What requirements must the technical documentation for GPAIs fulfill?

For general purpose AI systems, the AI Act distinguishes between requirements for public authorities and requirements for downstream providers that integrate the system into their products.

In principle, the following applies:

• Documentation for public authorities: The requirements focus on information on model purpose, architecture, data use, security measures and testing strategies.
• Documentation for downstream providers: Here the focus is on information on the purpose of use, restrictions on use and technical details of integration into the higher-level system.

How must the documentation be made available?

With regard to publication, Article 13 of the act states that the digital provision of operating instructions is generally permitted. This is probably the most sensible solution, especially in the software sector, for providing users with flexible and easy access.
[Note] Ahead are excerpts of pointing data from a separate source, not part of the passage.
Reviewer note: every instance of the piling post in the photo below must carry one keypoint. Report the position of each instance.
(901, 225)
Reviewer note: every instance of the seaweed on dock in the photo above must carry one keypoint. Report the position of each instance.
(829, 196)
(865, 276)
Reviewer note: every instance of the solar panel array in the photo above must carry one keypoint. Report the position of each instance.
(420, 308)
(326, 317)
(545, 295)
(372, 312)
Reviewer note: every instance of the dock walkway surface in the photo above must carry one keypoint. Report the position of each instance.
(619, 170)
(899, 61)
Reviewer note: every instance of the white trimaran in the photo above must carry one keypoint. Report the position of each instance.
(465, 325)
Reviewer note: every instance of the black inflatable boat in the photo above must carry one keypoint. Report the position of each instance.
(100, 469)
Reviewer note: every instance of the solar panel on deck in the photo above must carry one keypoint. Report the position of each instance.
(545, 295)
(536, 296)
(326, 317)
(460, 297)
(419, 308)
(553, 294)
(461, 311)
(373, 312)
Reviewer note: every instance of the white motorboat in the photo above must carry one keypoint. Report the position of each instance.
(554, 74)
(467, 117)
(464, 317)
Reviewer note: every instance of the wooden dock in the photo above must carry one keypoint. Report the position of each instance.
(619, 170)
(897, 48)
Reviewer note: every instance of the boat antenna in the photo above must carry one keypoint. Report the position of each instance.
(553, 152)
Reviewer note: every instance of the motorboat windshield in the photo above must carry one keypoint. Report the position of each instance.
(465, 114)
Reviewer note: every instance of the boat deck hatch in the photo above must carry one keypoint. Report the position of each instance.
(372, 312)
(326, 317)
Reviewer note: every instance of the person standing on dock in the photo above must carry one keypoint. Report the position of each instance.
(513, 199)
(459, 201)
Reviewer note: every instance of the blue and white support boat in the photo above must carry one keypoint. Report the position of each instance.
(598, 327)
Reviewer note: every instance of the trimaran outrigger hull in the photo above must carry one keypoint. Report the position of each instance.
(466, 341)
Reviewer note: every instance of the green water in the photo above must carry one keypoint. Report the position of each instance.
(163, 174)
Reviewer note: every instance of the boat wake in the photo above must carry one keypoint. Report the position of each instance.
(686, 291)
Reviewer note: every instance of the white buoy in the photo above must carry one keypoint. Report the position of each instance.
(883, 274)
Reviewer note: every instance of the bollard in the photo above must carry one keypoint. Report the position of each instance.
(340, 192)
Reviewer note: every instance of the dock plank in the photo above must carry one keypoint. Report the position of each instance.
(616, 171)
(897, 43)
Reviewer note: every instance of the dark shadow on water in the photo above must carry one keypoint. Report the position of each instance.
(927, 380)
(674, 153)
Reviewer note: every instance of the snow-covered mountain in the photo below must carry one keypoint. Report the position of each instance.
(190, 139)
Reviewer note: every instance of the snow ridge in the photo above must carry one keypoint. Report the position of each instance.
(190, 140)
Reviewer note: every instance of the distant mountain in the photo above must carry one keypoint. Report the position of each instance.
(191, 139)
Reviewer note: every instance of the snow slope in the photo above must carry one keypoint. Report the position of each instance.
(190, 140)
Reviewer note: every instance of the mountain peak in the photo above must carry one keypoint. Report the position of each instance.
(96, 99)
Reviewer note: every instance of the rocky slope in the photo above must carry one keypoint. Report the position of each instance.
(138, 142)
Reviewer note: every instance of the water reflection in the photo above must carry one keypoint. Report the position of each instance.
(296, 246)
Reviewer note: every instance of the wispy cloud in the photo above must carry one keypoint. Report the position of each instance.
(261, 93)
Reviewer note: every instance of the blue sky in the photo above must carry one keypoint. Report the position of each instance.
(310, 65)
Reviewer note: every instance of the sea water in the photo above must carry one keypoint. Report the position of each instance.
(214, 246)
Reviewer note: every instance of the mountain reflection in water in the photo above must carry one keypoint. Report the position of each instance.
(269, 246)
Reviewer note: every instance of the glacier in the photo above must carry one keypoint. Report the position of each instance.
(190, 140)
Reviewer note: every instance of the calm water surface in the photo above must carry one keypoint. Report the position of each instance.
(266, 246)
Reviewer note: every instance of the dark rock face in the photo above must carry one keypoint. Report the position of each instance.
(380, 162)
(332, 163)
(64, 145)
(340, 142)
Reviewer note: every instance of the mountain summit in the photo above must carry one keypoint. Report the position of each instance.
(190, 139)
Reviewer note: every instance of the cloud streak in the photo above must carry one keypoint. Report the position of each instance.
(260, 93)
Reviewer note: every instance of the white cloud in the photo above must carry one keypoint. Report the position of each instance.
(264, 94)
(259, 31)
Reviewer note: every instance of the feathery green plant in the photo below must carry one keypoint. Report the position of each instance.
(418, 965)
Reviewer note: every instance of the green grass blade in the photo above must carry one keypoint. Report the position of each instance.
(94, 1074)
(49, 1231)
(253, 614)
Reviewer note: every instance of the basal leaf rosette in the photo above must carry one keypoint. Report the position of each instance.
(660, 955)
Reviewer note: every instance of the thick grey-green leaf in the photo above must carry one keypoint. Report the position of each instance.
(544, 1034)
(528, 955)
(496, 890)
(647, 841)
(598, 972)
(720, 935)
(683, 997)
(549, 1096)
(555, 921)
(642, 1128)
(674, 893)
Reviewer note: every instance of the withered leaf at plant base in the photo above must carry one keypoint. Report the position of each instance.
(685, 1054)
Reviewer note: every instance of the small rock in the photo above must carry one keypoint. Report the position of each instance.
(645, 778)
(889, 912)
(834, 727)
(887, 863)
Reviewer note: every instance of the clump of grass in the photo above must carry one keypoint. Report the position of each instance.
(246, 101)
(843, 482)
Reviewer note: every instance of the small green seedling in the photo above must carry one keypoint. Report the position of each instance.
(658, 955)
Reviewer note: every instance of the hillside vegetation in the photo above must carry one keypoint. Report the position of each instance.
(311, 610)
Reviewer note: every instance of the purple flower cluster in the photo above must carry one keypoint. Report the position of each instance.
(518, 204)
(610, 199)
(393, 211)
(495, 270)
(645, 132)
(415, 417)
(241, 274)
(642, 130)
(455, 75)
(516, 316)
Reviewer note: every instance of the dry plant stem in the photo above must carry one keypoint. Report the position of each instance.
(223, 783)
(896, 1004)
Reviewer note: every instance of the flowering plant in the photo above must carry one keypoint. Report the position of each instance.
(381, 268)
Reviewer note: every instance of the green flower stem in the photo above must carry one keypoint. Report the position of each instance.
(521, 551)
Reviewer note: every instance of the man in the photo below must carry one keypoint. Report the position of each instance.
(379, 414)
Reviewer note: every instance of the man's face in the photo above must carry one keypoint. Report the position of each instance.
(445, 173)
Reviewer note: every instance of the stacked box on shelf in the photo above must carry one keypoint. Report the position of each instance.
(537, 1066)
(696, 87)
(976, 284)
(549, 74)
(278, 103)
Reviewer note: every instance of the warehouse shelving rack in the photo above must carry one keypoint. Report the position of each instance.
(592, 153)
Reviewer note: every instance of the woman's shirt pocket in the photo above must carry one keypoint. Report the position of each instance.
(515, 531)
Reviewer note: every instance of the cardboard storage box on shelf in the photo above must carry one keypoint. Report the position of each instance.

However, it is not yet known whether other types of information provision will be considered in addition to the classic PDF. It is important to keep an eye on further developments and publications by the EU Commission.

Is there any further information on the concrete implementation of the documentation?

Unfortunately, no specific information on the linguistic and design implementation of the technical documentation can be derived from the act. Whether an official guideline from the EU will specify this topic at a later date remains to be seen. In the meantime, AI providers can fall back on proven standards such as DIN EN 82079-1. This standard defines general requirements for the creation of clear, structured and comprehensible user information and also provides a good basis for the documentation of AI systems.

Simplified procedure planned for SMEs and start-ups

For SMEs and start-ups, it is permissible to provide the technical documentation of a high-risk AI system in a simplified form. This is done using a special form provided by the EU Commission and accepted by notified bodies for the purpose of conformity assessment. However, no further information is yet available on the exact design of the form or its publication.

How is compliance with the regulations checked?

Monitoring is carried out by the so-called AI Office of the European Union and by national supervisory authorities in the respective member states. In Germany, the Federal Network Agency (BNetzA) will presumably assume the role of the national AI supervisory authority.